W3C home > Mailing lists > Public > public-semweb-lifesci@w3.org > March 2013

Re: owl:sameAs - Harmful to provenance?

From: Jim McCusker <james.mccusker@yale.edu>
Date: Wed, 27 Mar 2013 19:04:37 -0400
Message-ID: <CAAtgn=Qc6qvvFxmnJxQsOqf91BzE=cz6NPTuHZSxacBHvGgRHA@mail.gmail.com>
To: Bob Futrelle <bob.futrelle@gmail.com>
Cc: Rafael Richards <rafaelrichards@jhu.edu>, Oliver Ruebenacker <curoli@gmail.com>, David Booth <david@dbooth.org>, "<public-semweb-lifesci@w3.org>" <public-semweb-lifesci@w3.org>
PROV is now a Proposed Recommendation, which means the model has been
frozen for quite some time.

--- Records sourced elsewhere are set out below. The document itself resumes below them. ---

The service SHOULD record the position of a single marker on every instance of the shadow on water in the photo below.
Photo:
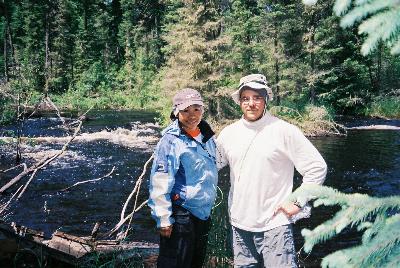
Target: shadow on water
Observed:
(365, 161)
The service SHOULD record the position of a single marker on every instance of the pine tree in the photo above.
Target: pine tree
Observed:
(378, 218)
(379, 21)
(193, 51)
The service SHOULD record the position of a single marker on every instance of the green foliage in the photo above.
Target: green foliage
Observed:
(377, 217)
(386, 107)
(380, 22)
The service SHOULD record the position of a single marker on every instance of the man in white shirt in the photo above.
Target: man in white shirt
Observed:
(262, 152)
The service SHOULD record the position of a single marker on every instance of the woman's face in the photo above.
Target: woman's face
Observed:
(191, 117)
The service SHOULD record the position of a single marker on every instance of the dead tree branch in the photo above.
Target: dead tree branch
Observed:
(82, 182)
(40, 164)
(4, 206)
(6, 170)
(136, 189)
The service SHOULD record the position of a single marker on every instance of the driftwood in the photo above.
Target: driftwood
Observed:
(34, 168)
(124, 218)
(82, 182)
(73, 249)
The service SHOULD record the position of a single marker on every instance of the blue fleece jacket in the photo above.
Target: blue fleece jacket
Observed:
(184, 172)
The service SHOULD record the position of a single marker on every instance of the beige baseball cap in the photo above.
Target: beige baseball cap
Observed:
(257, 82)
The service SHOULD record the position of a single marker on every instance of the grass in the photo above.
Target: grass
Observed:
(384, 107)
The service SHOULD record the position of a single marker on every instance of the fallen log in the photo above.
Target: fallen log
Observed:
(75, 250)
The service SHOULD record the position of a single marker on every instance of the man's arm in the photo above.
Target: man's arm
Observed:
(221, 157)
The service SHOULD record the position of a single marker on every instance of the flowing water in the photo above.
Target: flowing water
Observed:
(364, 161)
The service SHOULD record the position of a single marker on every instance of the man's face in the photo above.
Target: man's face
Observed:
(252, 105)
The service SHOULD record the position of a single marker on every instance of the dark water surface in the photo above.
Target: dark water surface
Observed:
(364, 161)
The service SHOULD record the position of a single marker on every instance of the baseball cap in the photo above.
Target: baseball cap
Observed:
(257, 82)
(184, 98)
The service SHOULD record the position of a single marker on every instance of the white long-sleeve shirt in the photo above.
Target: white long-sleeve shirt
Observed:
(262, 156)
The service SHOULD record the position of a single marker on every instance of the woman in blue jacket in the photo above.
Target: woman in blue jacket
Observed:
(183, 183)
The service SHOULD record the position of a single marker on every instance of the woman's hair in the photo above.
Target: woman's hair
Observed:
(172, 116)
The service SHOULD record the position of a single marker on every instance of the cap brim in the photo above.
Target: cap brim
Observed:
(183, 106)
(236, 95)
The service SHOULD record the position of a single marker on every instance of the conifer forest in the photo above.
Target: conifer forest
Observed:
(325, 61)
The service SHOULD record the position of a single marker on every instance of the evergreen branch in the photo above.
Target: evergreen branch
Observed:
(396, 47)
(354, 212)
(360, 12)
(341, 6)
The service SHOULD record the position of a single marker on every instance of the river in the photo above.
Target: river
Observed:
(364, 161)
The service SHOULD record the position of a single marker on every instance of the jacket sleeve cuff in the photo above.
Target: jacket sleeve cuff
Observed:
(165, 222)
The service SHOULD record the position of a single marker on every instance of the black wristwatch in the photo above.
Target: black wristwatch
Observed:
(297, 204)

It is also potentially very lightweight, you
don't have to use all of it to gain benefits from it. Simple derivation
graphs can be composed using prov:wasDerivedFrom, and there are many
properties, such as prov:wasQuotedFrom and prov:wasAttributedTo, that are
incredibly useful just by themselves. I use it as a core ontology partly
because my view of biomedical entities ends up looking very much like
provenance anyway, so it helps me keep things interoperable from the start.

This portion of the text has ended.